An examination of the dimensions, causes and consequences of the international flows of goods and services (trade), people (migration), and financial capital. Credit not awarded for both ECON 1130 and versions of the course offered as ECON 1010 to 1029.
Introduction to economic concepts, institutions, and analysis, particularly as related to the economy as a whole. May be taught with traditional approach or with strong mathematical emphasis.
Study of individual economic units with particular emphasis on market interactions among firms and households.
Revenues and expenditures of federal, state, and local governments and intergovernmental relationships; the effects of expenditures and taxation upon individuals, business institutions, and the national economy. Prerequisites: ECON 1400, ECON 1450.
Formal analysis of strategic interactions, in which decisions are based on the possible reactions of others, with applications to business, politics, and human relationships. Prerequisites: ECON 1400, ECON 1450.
Keynesian and other theories of the macroeconomy. Government policies in relation to the problems of employment, price stability, and growth. Prerequisites: ECON 1400, ECON 1450; MATH 1212 or MATH 1234.
Analysis of consumer demand, supply, market price under competitive conditions and monopolistic influences, and the theory of income distribution. Prerequisites: ECON 1400, ECON 1450, MATH 1212 or MATH 1234; or Health & Society major or minor, Instructor permission.
The economics of work, including wage determination, unemployment, productivity, discrimination, unions, and policy issues. Prerequisites: ECON 1400, ECON 1450.
Focus on the internal organization of firms and their strategic choices under imperfectly competitive market structures, as well as welfare implications and public policy responses to imperfect competition. Topics covered may include the theory of the firm, theories of oligopoly, and public policy responses to address imperfect competition, such as natural monopoly regulation and antitrust law. Prerequisites: ECON 1400, ECON 1450.
On-site supervised work experience combined with a structured academic learning plan directed by a faculty member or a faculty-staff team in which a faculty member is the instructor of record, for which academic credit is awarded. Offered at department discretion.
Topics such as national economic policies, income, wealth and welfare, financial markets and the macroeconomy, central banking, and other issues concerning macroeconomics and money. Topics vary by offering; periodic offering at intervals that may exceed four years. May be repeated for credit with different content. Prerequisites: STAT 1410, ECON 2400, and ECON 2450.
A combination of economic theory, mathematics, and statistics for testing economic hypothesis and developing economic models. Conceptual development and applications. Prerequisites: ECON 2400, ECON 2450, STAT 1410.

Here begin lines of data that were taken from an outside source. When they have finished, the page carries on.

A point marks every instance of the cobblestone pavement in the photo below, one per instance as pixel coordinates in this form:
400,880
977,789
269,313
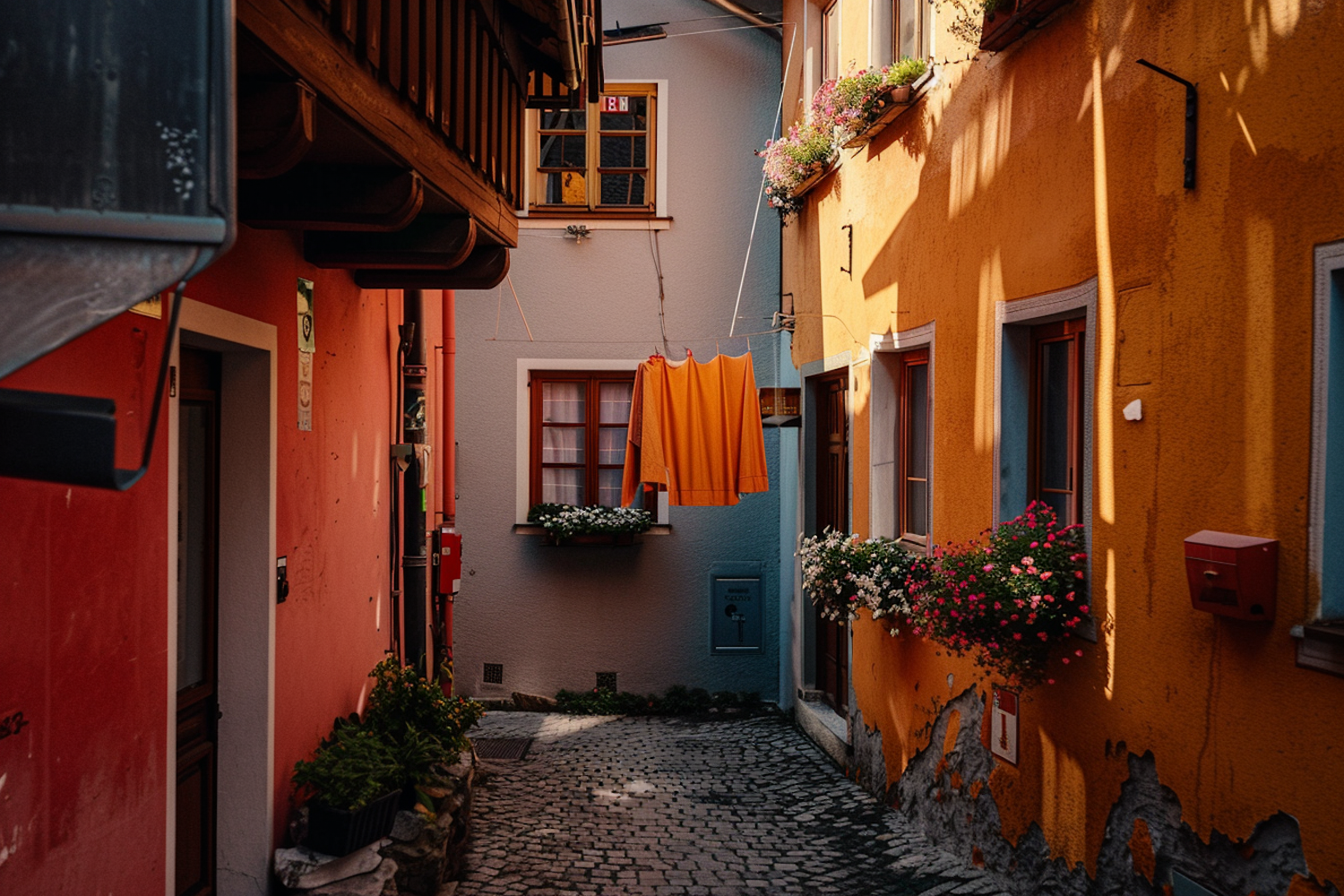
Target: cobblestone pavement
633,806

Topics from microeconomics and fields applying it, such as game theory, health economics, environmental economics, the Vermont economy and urban and regional economy, and urban and regional economics. Includes a substantial writing component. Topics vary by offering; periodic offering at intervals that may exceed four years. May be repeated for credit with different content. Prerequisites: STAT 1410, ECON 2400, and ECON 2450.

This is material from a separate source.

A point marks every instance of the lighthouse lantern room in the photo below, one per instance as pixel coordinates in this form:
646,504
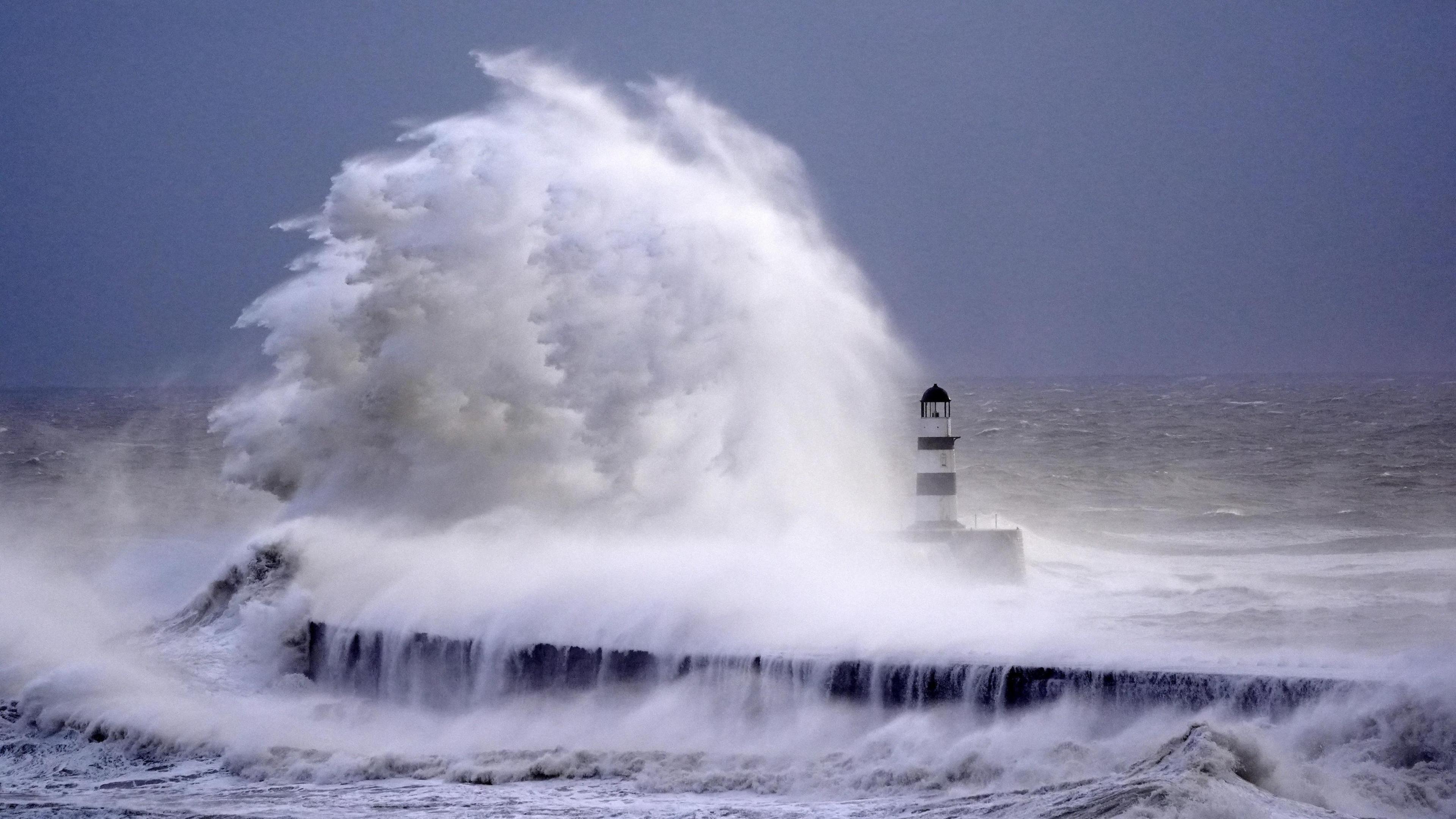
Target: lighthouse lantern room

Examination of major contemporary research topics in economics. Prerequisite: ECON 3500.
Topics in economic theory of health and health care and empirical analysis of health care systems. Includes a substantial writing component. May repeat for credit with different content. Topics vary by offering; periodic offering at intervals that may exceed four years. Prerequisites: STAT 1410, ECON 2400, ECON 2450.
College honors thesis or other department/program honors, under the supervision of a faculty member. Offered at department discretion.